On 02/10/2018 01:24 AM, Shyam Ranganathan wrote:
On 02/02/2018 10:26 AM, Ravishankar N wrote:
2) "Replace MD5 usage to enable FIPS support" - Ravi, Amar
+ Kotresh who has done most (all to be precise) of the patches listed in
https://github.com/gluster/glusterfs/issues/230  in case he would like
to add anything.

There is a pending work for this w.r.t rolling upgrade support.  I hope
to work on this next week, but I cannot commit anything looking at other
things in my queue :(.
I have this confusion reading the issue comments, so if one of the
servers is updated, and other server(s) in the replica are still old,
then self heal deamon would work, without the fix?

 From the comment [1], I understand that the new node self heal deamon
would crash.

If the above is true and the fix is to be at MD5 till <condition> then
that is a must fix before release, as there is no way to upgrade and
handle heals, and hence not get into split brains later as I understand.

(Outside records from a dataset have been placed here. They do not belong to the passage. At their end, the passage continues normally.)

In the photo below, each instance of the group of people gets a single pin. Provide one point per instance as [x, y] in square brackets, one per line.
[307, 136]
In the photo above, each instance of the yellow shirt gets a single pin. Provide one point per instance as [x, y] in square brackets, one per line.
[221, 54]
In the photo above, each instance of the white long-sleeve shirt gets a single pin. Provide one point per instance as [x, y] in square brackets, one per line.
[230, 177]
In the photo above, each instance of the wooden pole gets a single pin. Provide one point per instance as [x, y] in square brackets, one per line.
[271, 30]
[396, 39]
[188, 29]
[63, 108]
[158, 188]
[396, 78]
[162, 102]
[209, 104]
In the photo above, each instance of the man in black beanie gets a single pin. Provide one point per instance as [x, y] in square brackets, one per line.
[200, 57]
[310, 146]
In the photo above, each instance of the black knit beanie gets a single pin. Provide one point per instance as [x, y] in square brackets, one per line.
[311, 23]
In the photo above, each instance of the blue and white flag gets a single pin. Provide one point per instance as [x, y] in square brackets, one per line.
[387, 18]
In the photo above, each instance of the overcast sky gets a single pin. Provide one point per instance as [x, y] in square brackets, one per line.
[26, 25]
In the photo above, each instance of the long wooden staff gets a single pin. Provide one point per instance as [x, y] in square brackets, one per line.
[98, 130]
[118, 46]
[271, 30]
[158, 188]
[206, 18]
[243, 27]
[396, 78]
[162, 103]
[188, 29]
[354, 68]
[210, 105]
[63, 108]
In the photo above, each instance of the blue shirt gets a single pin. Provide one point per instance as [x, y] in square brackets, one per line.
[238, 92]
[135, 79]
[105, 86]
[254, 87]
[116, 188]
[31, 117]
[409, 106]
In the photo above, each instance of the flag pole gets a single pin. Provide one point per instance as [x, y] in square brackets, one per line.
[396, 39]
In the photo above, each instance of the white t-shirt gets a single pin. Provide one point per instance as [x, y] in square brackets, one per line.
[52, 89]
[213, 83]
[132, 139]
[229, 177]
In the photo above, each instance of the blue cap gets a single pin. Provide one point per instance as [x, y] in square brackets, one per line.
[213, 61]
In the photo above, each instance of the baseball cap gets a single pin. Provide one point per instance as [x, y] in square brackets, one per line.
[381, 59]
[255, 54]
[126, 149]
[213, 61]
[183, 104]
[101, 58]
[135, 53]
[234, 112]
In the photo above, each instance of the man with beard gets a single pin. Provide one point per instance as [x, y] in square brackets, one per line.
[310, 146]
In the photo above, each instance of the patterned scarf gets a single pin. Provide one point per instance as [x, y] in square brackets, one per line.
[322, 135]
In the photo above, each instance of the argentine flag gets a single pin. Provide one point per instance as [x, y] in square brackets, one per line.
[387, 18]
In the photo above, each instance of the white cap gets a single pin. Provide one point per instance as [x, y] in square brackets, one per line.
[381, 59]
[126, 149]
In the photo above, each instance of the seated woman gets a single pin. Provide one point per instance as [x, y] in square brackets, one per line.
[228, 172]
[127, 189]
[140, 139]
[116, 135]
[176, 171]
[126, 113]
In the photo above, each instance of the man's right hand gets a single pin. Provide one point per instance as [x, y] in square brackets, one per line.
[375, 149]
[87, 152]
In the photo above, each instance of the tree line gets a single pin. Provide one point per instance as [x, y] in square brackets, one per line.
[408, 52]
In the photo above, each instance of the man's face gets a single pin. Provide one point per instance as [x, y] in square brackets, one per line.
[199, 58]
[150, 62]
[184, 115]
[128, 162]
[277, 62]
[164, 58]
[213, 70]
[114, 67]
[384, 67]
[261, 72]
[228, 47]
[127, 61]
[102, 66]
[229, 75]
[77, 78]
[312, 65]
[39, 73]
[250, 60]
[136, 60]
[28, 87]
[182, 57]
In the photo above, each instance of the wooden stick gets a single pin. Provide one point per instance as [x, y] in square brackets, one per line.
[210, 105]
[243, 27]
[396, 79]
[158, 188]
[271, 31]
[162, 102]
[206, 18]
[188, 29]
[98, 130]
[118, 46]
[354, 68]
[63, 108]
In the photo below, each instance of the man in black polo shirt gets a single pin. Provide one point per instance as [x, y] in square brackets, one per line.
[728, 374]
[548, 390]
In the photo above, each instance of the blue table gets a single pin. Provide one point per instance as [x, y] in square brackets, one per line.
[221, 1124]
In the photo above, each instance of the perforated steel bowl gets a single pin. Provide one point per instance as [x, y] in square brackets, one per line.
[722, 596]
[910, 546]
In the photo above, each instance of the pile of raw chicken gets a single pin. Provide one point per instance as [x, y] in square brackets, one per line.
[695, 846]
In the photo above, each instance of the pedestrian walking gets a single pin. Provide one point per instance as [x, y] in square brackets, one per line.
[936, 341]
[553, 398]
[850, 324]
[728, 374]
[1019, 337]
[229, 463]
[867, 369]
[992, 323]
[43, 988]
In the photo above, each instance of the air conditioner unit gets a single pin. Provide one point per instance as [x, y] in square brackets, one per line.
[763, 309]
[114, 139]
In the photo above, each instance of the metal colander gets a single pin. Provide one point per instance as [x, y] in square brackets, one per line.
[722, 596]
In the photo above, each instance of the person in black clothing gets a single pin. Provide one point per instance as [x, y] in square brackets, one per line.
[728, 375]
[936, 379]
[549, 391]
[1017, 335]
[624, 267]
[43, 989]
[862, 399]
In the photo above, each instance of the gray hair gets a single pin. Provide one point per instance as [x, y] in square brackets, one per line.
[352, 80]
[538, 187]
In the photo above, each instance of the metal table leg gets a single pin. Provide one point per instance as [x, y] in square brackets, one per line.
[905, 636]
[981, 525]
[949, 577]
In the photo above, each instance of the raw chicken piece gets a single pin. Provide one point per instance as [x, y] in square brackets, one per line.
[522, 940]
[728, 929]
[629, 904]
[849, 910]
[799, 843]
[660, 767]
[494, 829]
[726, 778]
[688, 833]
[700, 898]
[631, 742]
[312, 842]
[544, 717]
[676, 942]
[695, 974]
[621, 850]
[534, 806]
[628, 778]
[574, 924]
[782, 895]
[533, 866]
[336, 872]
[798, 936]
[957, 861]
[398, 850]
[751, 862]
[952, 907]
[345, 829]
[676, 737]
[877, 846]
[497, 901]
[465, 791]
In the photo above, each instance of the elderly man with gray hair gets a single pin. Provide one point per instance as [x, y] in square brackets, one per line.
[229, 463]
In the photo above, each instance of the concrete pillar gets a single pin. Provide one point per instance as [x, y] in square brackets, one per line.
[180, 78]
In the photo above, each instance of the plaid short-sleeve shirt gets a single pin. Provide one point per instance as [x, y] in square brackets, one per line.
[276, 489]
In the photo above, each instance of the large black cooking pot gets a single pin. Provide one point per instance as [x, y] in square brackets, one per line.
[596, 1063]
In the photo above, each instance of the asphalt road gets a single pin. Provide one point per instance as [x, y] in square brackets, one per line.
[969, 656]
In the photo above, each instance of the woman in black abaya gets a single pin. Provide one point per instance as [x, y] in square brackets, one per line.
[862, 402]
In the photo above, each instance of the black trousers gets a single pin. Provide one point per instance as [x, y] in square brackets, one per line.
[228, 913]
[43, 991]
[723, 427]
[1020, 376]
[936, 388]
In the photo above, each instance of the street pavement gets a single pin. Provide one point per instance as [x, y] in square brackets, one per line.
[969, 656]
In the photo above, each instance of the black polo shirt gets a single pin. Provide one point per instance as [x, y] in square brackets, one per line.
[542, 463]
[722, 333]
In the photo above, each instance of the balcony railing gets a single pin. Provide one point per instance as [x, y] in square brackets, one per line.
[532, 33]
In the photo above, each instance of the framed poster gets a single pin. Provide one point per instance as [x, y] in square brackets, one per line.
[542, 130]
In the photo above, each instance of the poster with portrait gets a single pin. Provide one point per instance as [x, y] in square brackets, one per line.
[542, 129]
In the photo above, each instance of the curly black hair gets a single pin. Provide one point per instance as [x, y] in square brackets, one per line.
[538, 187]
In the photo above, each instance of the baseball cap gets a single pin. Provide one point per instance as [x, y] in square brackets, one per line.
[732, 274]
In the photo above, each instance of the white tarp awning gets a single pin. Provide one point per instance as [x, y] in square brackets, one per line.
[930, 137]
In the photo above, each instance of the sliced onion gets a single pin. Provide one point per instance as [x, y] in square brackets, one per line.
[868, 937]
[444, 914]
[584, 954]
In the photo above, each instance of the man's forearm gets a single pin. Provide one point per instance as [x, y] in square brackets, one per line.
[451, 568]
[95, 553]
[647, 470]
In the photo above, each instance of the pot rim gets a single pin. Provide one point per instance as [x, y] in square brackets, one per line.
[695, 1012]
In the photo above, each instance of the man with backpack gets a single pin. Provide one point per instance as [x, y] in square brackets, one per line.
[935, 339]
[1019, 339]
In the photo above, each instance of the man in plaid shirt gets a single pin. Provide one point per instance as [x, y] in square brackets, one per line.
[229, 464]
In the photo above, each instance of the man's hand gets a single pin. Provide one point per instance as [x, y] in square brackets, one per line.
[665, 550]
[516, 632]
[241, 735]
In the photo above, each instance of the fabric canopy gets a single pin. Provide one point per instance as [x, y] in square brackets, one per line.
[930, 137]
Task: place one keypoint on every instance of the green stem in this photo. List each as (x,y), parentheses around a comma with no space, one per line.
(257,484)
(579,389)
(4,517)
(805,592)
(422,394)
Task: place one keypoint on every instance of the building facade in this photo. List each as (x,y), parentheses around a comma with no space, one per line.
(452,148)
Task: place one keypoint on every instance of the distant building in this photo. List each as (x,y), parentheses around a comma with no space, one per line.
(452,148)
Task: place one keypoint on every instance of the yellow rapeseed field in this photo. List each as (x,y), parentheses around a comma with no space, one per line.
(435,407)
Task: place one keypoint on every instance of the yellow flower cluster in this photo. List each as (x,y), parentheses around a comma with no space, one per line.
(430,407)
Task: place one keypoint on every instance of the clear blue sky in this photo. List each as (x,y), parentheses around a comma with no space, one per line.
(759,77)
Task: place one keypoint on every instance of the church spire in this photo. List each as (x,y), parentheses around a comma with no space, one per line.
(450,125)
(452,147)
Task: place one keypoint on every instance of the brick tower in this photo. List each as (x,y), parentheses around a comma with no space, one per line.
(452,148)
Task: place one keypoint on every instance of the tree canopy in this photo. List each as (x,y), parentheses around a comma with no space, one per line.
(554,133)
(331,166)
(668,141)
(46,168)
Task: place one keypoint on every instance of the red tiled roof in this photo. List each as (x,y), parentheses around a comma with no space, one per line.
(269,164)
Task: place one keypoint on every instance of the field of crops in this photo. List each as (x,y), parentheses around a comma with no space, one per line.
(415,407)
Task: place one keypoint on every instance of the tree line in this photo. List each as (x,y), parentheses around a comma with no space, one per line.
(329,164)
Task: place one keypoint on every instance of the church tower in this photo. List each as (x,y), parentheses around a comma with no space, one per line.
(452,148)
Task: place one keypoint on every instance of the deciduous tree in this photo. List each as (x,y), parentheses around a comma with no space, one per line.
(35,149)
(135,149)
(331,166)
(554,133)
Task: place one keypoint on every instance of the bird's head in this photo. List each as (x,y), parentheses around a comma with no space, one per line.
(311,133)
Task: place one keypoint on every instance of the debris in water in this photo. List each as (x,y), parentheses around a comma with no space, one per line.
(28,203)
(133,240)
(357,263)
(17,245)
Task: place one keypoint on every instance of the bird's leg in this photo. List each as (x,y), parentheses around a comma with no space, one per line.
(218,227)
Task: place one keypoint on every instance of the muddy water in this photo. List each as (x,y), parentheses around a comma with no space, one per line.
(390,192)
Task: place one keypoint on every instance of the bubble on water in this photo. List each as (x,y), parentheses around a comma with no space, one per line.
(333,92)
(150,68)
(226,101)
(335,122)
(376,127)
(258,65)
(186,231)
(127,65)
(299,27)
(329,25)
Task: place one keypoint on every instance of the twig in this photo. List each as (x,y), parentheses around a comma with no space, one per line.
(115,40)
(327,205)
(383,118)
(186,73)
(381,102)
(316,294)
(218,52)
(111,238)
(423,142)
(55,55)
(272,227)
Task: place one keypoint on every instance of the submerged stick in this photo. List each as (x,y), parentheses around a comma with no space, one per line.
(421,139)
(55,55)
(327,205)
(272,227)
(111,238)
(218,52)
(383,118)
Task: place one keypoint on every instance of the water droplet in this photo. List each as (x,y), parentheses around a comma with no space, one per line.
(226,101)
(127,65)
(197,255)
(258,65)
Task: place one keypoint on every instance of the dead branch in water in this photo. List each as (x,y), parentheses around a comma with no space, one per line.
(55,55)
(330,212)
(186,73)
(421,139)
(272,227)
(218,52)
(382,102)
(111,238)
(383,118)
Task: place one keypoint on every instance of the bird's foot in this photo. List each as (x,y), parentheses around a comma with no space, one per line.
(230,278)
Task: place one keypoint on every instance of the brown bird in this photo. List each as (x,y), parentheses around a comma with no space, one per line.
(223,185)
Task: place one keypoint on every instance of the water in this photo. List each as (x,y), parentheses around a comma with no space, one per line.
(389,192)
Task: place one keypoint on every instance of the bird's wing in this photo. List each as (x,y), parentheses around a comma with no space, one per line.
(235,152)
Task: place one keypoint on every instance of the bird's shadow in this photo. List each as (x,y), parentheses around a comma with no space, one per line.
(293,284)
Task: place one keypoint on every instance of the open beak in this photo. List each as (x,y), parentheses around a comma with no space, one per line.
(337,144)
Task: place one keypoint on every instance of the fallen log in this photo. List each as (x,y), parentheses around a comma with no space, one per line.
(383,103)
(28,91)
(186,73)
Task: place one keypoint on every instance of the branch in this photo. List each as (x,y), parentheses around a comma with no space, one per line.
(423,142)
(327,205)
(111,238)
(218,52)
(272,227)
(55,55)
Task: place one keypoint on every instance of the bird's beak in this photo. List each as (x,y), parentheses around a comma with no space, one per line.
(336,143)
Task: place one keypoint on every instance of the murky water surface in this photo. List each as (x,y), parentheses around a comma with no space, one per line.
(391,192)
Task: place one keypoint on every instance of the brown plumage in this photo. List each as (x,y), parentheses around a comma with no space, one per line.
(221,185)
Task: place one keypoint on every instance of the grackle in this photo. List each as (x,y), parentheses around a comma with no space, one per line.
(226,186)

Where am I going wrong? or, is this understanding correct?
This is right. In the new node, the shd (afr) requests the checksum from both bricks (assuming a 1x2 setup). In saving the checksum in its local structures in the cbk, (see __checksum_cbk, https://github.com/gluster/glusterfs/blob/release-4.0/xlators/cluster/afr/src/afr-self-heal-data.c#L45), it will do a memcpy of SHA256_DIGEST_LENGTH bytes even if the older brick sends only MD5_DIGEST_LENGTH bytes. It might or not crash but it is illegal memory access.

The summary of changes we had in mind are:
- Restore md5sum in the code.
- Have a volume set option for posix xlator tied to GD_OP_VERSION_4_0_0.  By default, without this option set, posix_rcheksum will still send MD5SUM. - Amar has introduced a flag in gfx_rchecksum_rsp. At the brick side, set that flag to 1 only if we are sending SHA256 - change rchecksum fop_cbk signature to include the flag (or maybe capture the flag in response xadata dict instead?). - In afr depending on whether the flag is set or not, memcpy the appropriate length. - After upgrade is complete and cluster op version becomes GD_OP_VERSION_4_0_0, user can set the volume option and from then on wards rchecksum will use SHA256.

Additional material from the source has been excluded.